Finance Minister Dr. Omar Davies had projected that the debt would have climbed to $569.4 billion between October 2002 and March 2003, but latest figures show that at the end of December 2002, the country was already indebted to the tune of $572.7 billion - split 61 per cent domestic and 39 per cent external.
"A major development was the movement in the exchange rate (of) the US dollar against the Jamaican dollar and the euro," said the Ministry, in a written response a week and a half after The Financial Gleaner initially requested comment on why the debt was running so far ahead of target.
Based on the projections given by Dr. Davies in December, the Government was anticipating that the debt would have increased by an average $5 billion monthly. Instead, the first three months grew by an average of more than $10 billion per month, sufficient to signal that a key element of the Ministry's debt control strategy, that is, to replace high cost borrowings with cheaper debt, has not been working well.
Some 8.9 per cent of the external debt is in euro denominated bonds. The Ministry buys euro with US currency to service those obligations.
"At the time of the Supplementary Estimates (presented in mid-December) the exchange rate being used was US$1:$51.50," the Ministry further explained.
But if anything, the latter development should have worked for the Ministry, not against it, since the Jamaican currency was running between $49.22 and $50.97 when the debt was actually generated, according to Bank of Jamaica figures.
At a rate of $51.50, the external debt stock of US$4.35 billion as at December would have amounted to $224 billion, whereas it comes in at $221.7 billion when converted at $50.97 - the rate that the Ministry's Debt Management Unit actually used to determine the total public debt.
Economist Dr. Omri Evans says a more reasonable explanation would be the increased borrowings to meet obligations on wages, and the higher than programmed interest expense.
"The projected interest cost was 14 per cent, but came out in the high teens," said Dr. Evans.
"What you are going to find from January to March is that the additional cost on the external debt will be attributable to exchange rate adjustments," he told The Financial Gleaner.
In relation to the external component of the debt, which was projected to round off the fiscal year at US$4.26 billion but was already US$4.35 billion by December, the Ministry said it overshot that mark because of the developments with the euro relative to the US dollar.

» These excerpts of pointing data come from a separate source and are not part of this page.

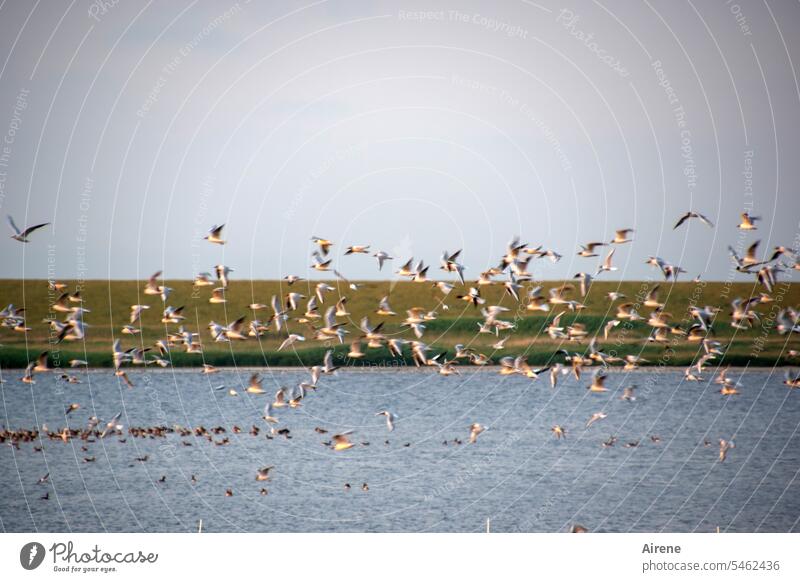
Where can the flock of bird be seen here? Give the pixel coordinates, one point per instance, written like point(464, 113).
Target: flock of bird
point(511, 273)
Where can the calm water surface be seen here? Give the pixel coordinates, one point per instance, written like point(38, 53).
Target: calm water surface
point(517, 473)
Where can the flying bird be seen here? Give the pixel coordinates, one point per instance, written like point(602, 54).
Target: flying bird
point(22, 235)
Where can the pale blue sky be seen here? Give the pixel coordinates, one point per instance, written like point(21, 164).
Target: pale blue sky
point(361, 122)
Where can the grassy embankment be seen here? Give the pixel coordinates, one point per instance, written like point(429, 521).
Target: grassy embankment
point(110, 303)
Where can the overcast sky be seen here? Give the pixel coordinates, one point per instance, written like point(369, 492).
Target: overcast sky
point(134, 127)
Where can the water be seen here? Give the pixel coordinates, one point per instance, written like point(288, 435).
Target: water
point(517, 473)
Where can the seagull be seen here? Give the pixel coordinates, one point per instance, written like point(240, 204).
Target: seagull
point(621, 236)
point(444, 286)
point(203, 280)
point(263, 473)
point(217, 295)
point(319, 263)
point(22, 235)
point(450, 265)
point(254, 386)
point(748, 222)
point(357, 249)
point(692, 214)
point(292, 279)
point(606, 265)
point(598, 382)
point(341, 441)
point(474, 430)
point(390, 418)
point(215, 234)
point(324, 244)
point(587, 250)
point(382, 257)
point(222, 274)
point(293, 337)
point(383, 307)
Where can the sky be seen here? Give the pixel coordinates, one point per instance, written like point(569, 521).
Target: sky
point(414, 127)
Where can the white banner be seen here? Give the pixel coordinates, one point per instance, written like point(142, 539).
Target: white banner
point(351, 557)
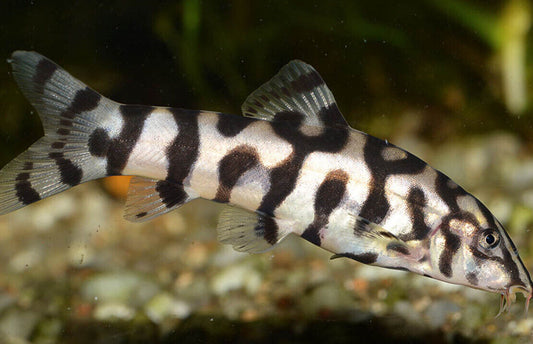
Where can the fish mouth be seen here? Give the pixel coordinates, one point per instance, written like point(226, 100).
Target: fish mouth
point(508, 297)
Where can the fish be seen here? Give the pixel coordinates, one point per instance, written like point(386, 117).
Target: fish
point(291, 164)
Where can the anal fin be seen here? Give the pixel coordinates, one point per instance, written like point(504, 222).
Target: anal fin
point(251, 232)
point(149, 198)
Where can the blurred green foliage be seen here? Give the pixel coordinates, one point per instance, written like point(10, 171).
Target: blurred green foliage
point(382, 59)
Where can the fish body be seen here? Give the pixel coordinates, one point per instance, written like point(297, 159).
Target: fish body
point(291, 164)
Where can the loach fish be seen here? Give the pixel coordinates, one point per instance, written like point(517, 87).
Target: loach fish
point(291, 164)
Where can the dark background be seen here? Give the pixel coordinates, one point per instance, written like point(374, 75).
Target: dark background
point(380, 58)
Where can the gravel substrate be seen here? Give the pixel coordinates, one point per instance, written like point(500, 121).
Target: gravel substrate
point(74, 271)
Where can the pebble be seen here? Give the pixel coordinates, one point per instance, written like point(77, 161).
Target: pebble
point(236, 277)
point(439, 312)
point(17, 323)
point(126, 287)
point(109, 311)
point(164, 305)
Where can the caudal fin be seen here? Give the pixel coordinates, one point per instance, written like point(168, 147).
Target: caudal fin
point(70, 112)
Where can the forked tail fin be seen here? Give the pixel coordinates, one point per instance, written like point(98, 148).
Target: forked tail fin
point(70, 112)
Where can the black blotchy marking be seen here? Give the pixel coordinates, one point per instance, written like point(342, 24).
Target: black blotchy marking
point(63, 131)
point(472, 278)
point(58, 145)
point(133, 117)
point(312, 235)
point(171, 194)
point(270, 230)
point(181, 154)
point(416, 202)
point(70, 173)
point(99, 143)
point(183, 151)
point(307, 82)
point(365, 258)
point(230, 125)
point(84, 100)
point(329, 195)
point(327, 198)
point(332, 116)
point(376, 206)
point(283, 178)
point(451, 245)
point(267, 228)
point(43, 72)
point(231, 168)
point(24, 191)
point(282, 182)
point(448, 194)
point(394, 246)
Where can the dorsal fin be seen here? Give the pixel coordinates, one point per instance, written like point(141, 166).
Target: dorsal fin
point(149, 198)
point(297, 88)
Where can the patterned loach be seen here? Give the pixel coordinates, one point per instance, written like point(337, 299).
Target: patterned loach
point(291, 164)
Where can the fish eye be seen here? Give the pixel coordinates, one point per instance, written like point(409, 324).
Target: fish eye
point(490, 239)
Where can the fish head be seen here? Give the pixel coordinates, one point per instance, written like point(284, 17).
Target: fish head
point(471, 247)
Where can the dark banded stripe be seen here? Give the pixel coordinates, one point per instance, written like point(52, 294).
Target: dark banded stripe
point(182, 153)
point(231, 167)
point(416, 202)
point(376, 206)
point(452, 243)
point(43, 72)
point(230, 125)
point(133, 117)
point(283, 178)
point(84, 100)
point(25, 192)
point(327, 198)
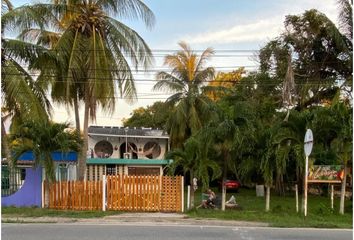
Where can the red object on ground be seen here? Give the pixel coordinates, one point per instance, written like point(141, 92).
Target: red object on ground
point(232, 184)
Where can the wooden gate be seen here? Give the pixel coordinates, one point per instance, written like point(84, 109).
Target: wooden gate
point(144, 193)
point(76, 195)
point(123, 193)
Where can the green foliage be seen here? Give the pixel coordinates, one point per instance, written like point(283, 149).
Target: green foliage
point(194, 158)
point(43, 138)
point(192, 109)
point(315, 43)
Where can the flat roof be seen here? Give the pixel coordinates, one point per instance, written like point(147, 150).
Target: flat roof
point(125, 161)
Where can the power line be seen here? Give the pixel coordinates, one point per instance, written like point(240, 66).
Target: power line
point(101, 79)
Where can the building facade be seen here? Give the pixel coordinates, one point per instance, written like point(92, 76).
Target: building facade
point(125, 151)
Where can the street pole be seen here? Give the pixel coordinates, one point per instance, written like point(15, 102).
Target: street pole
point(126, 140)
point(308, 144)
point(305, 185)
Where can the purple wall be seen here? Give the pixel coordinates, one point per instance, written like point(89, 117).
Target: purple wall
point(30, 194)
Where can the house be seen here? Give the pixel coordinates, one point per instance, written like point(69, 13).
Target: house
point(22, 186)
point(126, 151)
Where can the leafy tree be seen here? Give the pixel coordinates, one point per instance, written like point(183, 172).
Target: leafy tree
point(315, 44)
point(22, 97)
point(194, 159)
point(154, 116)
point(185, 81)
point(43, 138)
point(232, 134)
point(92, 51)
point(222, 82)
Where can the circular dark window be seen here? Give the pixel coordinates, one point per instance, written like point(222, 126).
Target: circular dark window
point(103, 149)
point(152, 150)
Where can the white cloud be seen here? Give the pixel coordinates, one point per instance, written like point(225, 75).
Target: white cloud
point(252, 32)
point(264, 26)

"Any changes in the US$-euro exchange rate impacts on the stock of debt when converted to Jamaican dollars," said the Ministry reasonably.

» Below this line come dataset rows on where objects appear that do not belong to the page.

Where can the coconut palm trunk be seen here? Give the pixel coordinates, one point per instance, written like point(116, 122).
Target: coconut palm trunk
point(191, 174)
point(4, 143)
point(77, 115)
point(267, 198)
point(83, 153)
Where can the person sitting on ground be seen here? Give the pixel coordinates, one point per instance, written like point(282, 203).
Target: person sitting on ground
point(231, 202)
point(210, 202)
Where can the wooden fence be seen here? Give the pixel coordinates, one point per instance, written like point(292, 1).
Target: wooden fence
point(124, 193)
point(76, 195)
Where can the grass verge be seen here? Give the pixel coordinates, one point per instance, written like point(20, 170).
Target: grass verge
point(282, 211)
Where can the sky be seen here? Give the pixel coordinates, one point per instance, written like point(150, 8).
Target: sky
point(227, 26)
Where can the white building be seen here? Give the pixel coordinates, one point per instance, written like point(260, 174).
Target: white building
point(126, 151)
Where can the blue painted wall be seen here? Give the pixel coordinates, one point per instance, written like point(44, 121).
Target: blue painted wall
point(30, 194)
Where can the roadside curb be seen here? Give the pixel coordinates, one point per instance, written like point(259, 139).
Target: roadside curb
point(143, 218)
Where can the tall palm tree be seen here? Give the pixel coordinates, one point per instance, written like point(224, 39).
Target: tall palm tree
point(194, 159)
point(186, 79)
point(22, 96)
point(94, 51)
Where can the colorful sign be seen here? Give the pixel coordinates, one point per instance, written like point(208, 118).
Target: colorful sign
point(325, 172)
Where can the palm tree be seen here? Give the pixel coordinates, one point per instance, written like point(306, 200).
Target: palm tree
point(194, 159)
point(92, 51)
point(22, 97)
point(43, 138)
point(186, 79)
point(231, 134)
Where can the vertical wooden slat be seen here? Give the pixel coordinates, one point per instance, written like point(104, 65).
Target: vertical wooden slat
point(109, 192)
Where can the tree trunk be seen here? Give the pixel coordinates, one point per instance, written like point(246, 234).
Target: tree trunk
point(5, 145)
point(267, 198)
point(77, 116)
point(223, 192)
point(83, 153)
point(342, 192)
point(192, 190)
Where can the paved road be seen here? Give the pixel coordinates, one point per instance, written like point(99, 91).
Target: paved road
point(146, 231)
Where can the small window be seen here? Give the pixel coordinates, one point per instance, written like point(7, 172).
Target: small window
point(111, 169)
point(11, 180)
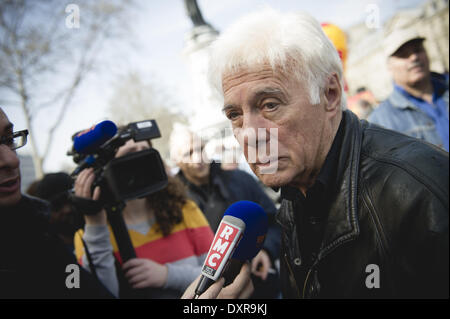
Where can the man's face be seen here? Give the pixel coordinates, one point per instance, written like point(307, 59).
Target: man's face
point(409, 65)
point(266, 99)
point(9, 167)
point(193, 164)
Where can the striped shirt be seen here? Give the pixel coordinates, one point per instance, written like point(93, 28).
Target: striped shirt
point(182, 251)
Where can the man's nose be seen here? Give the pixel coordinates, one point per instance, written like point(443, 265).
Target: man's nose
point(253, 131)
point(8, 158)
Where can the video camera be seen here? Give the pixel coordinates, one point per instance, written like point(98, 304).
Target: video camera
point(134, 175)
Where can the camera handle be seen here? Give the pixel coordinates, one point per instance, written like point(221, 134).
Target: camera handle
point(126, 249)
point(120, 230)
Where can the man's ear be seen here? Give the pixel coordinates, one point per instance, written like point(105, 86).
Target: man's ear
point(389, 65)
point(333, 94)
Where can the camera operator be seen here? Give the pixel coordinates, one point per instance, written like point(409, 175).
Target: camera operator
point(33, 259)
point(170, 235)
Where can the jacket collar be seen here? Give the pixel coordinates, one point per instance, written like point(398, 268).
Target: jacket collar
point(342, 223)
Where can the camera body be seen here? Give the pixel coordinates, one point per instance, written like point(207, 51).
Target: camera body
point(134, 175)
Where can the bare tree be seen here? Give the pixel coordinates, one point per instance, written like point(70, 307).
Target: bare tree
point(47, 48)
point(134, 100)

"More specifically, the US dollar moved against the euro from US$0.87:1 euro at the start of the fiscal year to approximately US$1.033:1 euro at the end of December, to US$1.075:1 euro at the end of January 2003."
Based on those figures, the dollar would have lost 46 cents against the euro between April and December.
However, within the relevant period to which The Financial Gleaner's query referred, the US dollar was 0.9772 to the euro in October and 1.0460 as at December, according to figures quoted by the BoJ's foreign exchange department - a nominal decline of only seven cents.
In addition, the movements would only have impacted $387 million of the total $221.7 billion external debt.